I came round, right behind him, and looked at the screen. It said, in little green letters on black, “Available balance: £1,203,833.00.”
<
br /> 18
If John was drunk before—and he really was very drunk—in the hour that followed he essentially became vapor. When Zee—slightly confused—came out of the bar to see where we’d got to, he found John carrying me down the street on his back, screaming “I’M FILTHY FUCKING RICH! LET’S SPEND IT! QUICK!” and desperately trying to find somewhere to buy something on Charing Cross Road at 7:00 p.m.—not a place overburdened with shops that are not antiquarian-book shops.
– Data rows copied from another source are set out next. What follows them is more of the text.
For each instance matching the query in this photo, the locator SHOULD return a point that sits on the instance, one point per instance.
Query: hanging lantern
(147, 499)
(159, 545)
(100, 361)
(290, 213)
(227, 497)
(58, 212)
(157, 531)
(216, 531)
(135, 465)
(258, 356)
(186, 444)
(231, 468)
“But what do you want to buy?” I was asking him, clinging onto his back.
“ANYTHING! EVERYTHING! I AM MIDAS!” he replied, going into the WHSmith’s and picking up a gigantic Toblerone, a calculator (“To work out HOW FILTHY STINKING FUCKING WEALTHY I AM NOW!!!!”), a VHS box set of Seinfeld, and a two-liter bottle of Fanta.
“The millionaire must have stuff,” he said, paying for it, before pinballing back out of the shop, and to the back entrance of the Astoria.
In the dressing room, downing a shot before he even took his coat off, he went for a piss with the door of the toilet open, shouting “Behold—the sound of my millionaire’s urination!”
“Don’t forget to wash your hands,” I said, primly, and he stuck each of his hands under the two available dryers, and stood, legs apart, like Henry VIII having his hands blow-dried, shouting “BEHOLD! I AM AS A GOD!”
I was just in the middle of pouring John a drink, as requested—well, not quite as requested. He’d told me to serve it in my shoe. I had gone for the more prosaic option of “a glass”—and cheerfully punching John’s arm when John’s new PR, Andy Wolf, entered the room.
“Quick word in your shell-like,” Wolf said, beckoning me into the corridor. He had an eternally peevish air. Like a man who has, in his time, sent back a lot of soup.